By Hillary McBride
This book is a powerful reminder that we don’t just have a body, we are a body. We experience everything—our world, our society, our emotions, sensation etc—from within our bodies. It is time (or past time) to reconnect to our bodies and become embodied human beings! This book is about embodiment, presence, living in the here-and-now.
Hillary talks about the history of the body and how philosophy and religion have taught western society often to suppress bodily functions and feelings, elevating “mind over matter,” and thought or rationale over emotions, sexuality, even feelings of hunger and pain. Her book then defines embodiment and encourages and informs readers about how they can develop more embodied lives.

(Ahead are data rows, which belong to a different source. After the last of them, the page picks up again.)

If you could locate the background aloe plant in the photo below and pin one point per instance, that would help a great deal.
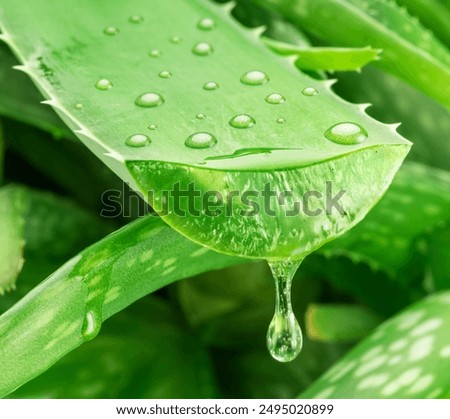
(135, 85)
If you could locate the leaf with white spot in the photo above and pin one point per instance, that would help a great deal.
(68, 308)
(103, 83)
(406, 357)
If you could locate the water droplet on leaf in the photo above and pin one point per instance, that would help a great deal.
(165, 74)
(309, 91)
(137, 140)
(211, 85)
(111, 31)
(284, 337)
(254, 78)
(346, 133)
(91, 326)
(203, 49)
(103, 84)
(206, 24)
(242, 121)
(201, 140)
(149, 100)
(275, 99)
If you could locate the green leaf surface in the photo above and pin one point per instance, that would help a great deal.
(68, 308)
(326, 58)
(410, 51)
(417, 202)
(18, 91)
(433, 14)
(406, 357)
(11, 237)
(339, 322)
(150, 339)
(67, 55)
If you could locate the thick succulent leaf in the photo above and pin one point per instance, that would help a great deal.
(326, 58)
(68, 308)
(409, 50)
(417, 202)
(339, 322)
(433, 14)
(39, 220)
(66, 54)
(406, 357)
(427, 129)
(175, 364)
(18, 91)
(11, 236)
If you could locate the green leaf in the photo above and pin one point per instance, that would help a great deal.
(110, 366)
(339, 322)
(417, 202)
(326, 58)
(433, 14)
(11, 237)
(68, 308)
(406, 357)
(39, 219)
(18, 91)
(409, 51)
(66, 59)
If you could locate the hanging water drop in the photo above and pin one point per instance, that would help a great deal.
(284, 336)
(91, 326)
(175, 40)
(154, 53)
(242, 121)
(200, 140)
(137, 140)
(211, 85)
(346, 133)
(254, 78)
(202, 49)
(149, 100)
(103, 84)
(165, 74)
(275, 99)
(309, 91)
(206, 24)
(111, 31)
(136, 19)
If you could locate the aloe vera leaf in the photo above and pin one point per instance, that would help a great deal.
(175, 364)
(68, 164)
(417, 202)
(410, 51)
(34, 221)
(68, 307)
(326, 58)
(433, 14)
(214, 169)
(18, 91)
(406, 357)
(427, 129)
(339, 322)
(11, 237)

Hillary delves into bodily trauma and body image. She talks about the seven main categories of feelings: anger, excitement, sadness, disgust, joy, fear and sexual excitement and how emotion influences us even more than thought does. We need to learn to feel our feelings, acknowledging then, healing them, and expressing them healthily.

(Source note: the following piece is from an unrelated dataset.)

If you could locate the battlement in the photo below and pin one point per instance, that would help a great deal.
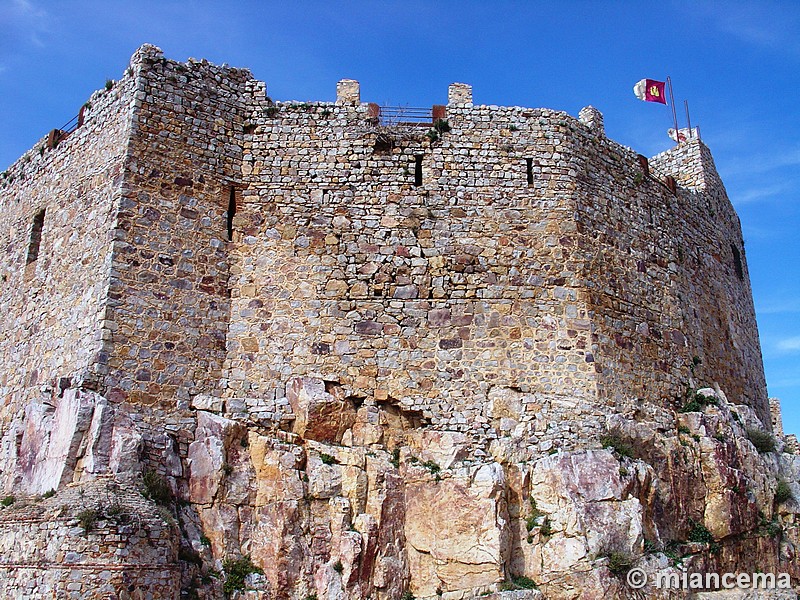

She delves into purity culture. Like the trauma chapter, this chapter had me in tears, reliving the trauma of purity culture that I still feel within my own body. Purity culture stunted my sexual development, resulting in sexual repression and prohibiting me from engaging in sexual relationships until much later in life. I appreciate her shedding further light on this topic and on how we can become more sexually embodied people as well.
Hillary talks about the political nature of our bodies and how our gender, race, skin color, disability, age etc.,—all of which could be considered bodily attributes—can experience political oppression and make political statements. I’m probably not explaining this well, so you really need to buy the book and read it for yourself, because this is powerful information to be armed with!
Overall an ingenious book that I would recommend to pretty much everyone in the Western world.